Minister of Communities Ronald Bulkan yesterday described the Haags Bosch sanitary landfill at Eccles, East Bank Demerara as a disaster and “environmental time bomb” declaring that BK International has failed in in its management of the site and government wants it gone.

“We are looking to have a parting of ways, a separation, a divorce in the central government and BK operating or responsible for management of that site because they have failed and we want them off of the site,” Bulkan told this newspaper yesterday when asked about the project.

Stabroek News had approached him on comments he was reported as making in the Guyana Chronicle where he indicated that the Inter-American Development Bank (IDB), which funds the project, wanted BK removed from managing the site.

Ronald Bulkan
Ronald Bulkan

He said that the bank would not have expressed dissatisfaction with the contracting firm specifically but rather with the manner in which the site was being managed.

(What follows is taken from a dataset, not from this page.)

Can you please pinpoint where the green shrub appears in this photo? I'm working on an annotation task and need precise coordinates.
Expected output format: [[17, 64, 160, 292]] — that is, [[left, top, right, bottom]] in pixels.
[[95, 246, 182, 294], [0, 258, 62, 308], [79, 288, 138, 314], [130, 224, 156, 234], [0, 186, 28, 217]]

“…The fact is that there has been noncompliance actually from day one. So their grouse if you will is not with the contractor but it is with the performance and the fact that there has been noncompliance,” the minister said. But he said the IDB did not single out BK.

In a press release responding to the comments made by the minister in the Guyana Chronicle BK pointed out that it had no relationship with or obligation to the IDB on the landfill site but rather the bank has a relationship with the Government of Guyana (GoG). The firm pointed out that the GoG has a responsibility to effectively manage the project to the satisfaction of the funding agency, the IDB.

“If the IDB is not satisfied that the GoG is meeting the terms and conditions of the contract it may terminate the funding,” the firm said in the release pointing out that GoG and IDB signed the contract in 2007 and BK was not awarded the contract until November 2009.

According to the release, in a recent meeting with Minister Bulkan it was established that former Minister in the Ministry of Finance Juan Edghill had instructed that BK be paid outstanding sums from January 2013 to May 2014 once found to be compliant. After review it was established that BK was in compliance and the payment was eventually made.

“The minister does not address the issue of the outstanding payments to BK International, which sums are/have been outstanding for more than a year,” the firm stated adding that while it has not been paid since June 2014 it continues construction and operations, handling more than twice the intended volume of waste arriving at the site.

It also stated that the ministry has failed to observe a clear order of the court mandating that BK be paid interim payments for its monthly operation of Haags Bosch, clearly having no regard for the rule of law.

According to Bulkan, while the current government would have met with the contracting firm, it was the past administration which in February would have written to BK asking that the firm vacate the site and given notice of its intention to terminate the contract. BK had refused to comply with the directive and instead moved to the court and secured an injunction directing the then government to show cause for its removal. Bulkan said that matter is now engaging the attorney-general’s chambers.

According to the minister the government is seeking to have an out-of-court amicable settlement with the firm.

“We are actually looking to bring a counter claim which might be greater than the claim that he has,” the minister said when asked if the settlement would involve paying the contracting firm.

He said the former government had “long ceased to have any confidence in BK’s management of that site and I think they were too lenient in not terminating that contract long before they finally made that decision in February of this year.”

He said that once BK is removed government would advertise for new firms to bid for the project since there are other firms with the capability to manage the site.

“It is hard to contemplate that any other contractor could do a worse job than what has been done” he said adding that the site is a “disaster, an environmental time bomb.”

Following the award of the $9,729,822 contract in November 2009, then local government minister Kellawan Lall had announced that the new landfill site would have been ready in a year. However, Haags Bosch was only opened in February 2011 and is still to be completed.

The landfill is designed to take in the waste of the entire Region Four, from Soesdyke to Mahaica, and to ensure that no foul odour emanates. It was also intended to make provisions for the trapping of fire-causing methane gas.